A phase 1/2 clinical trial of acalabrutinib—a second-generation selective BTK inhibitor—showed a 95% overall response rate and few side effects in patients with relapsed chronic lymphocytic leukemia (CLL), investigators reported December 7, 2015 at the American Society of Hematology meeting in Orlando, FL.
Investigators reported that acalabrutinib (ACP-196) more selectively blocks the BTK pathway without disrupting other key pathways important for preserving platelet and immune function, which minimizes and avoids the adverse effects associated with first-generation agents. These results were simultaneously published online in The New England Journal of Medicine.
In this phase 1/2 multicenter trial, investigators enrolled 61 patients with relapsed CLL (the most prevalent leukemia in adults). In the phase 1 dose-escalation portion of the trial, researchers administered acalabrutinib to patients starting at a dose of 100 mg once daily and increased to a maximum of 400 mg. In the phase 2 expansion part of the study, researchers gave patients 100 mg of acalabrutinib twice daily.
At a median follow-up of 14.3 months, patients had an overall response rate of 95% (partial response in 85% and partial response with lymphocytosis in 10%). Disease was stable in the remaining 5% of patients, the researchers reported. Among patients with chromosome 17p13.1 deletion, the overall response rate was 100%.
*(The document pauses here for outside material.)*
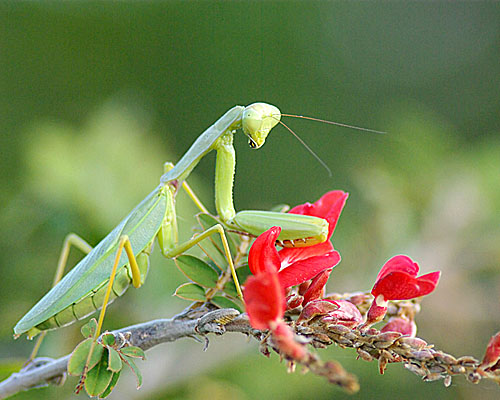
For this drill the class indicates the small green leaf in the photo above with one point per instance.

“This data is very exciting because it illustrates that acalabrutinib is a highly potent and selective oral BTK inhibitor that can be given safely in patients with relapsed CLL,” said the study’s principal investigator John C. Byrd, MD, Chair of Leukemia Research at The Ohio State University Comprehensive Cancer Center/Arthur G. James Cancer Hospital, in Columbus, OH.
“What is particularly remarkable is how well patients are tolerating this therapy,” Dr. Byrd added. The type of bleeding effects that occurred with current BTK inhibitors did not occur with acalabrutinib in this trial. Averse events with acalabrutinib were mostly grade 1 or 2 and self-limiting, and most resolved over time. At a median follow-up of 14.3 months, only 8 of 61 patients (13%) had discontinued the study treatment.
“BTK inhibitors are transforming CLL from an incurable to a chronic disease, especially considering that standard CLL therapies typically produce a 35% to 40% response rate in this disease setting,” Dr. Byrd said.
Given these findings, the investigators have already begun a phase 3 trial that will compare acalabrutinib with ibrutinib—a first-generation BTK inhibitor—in high-risk patients with relapsed CLL.
The study was funded with support from Acerta Pharma (which is helping to develop the drug), the National Cancer Institute, The Leukemia & Lymphoma Society, and other foundations.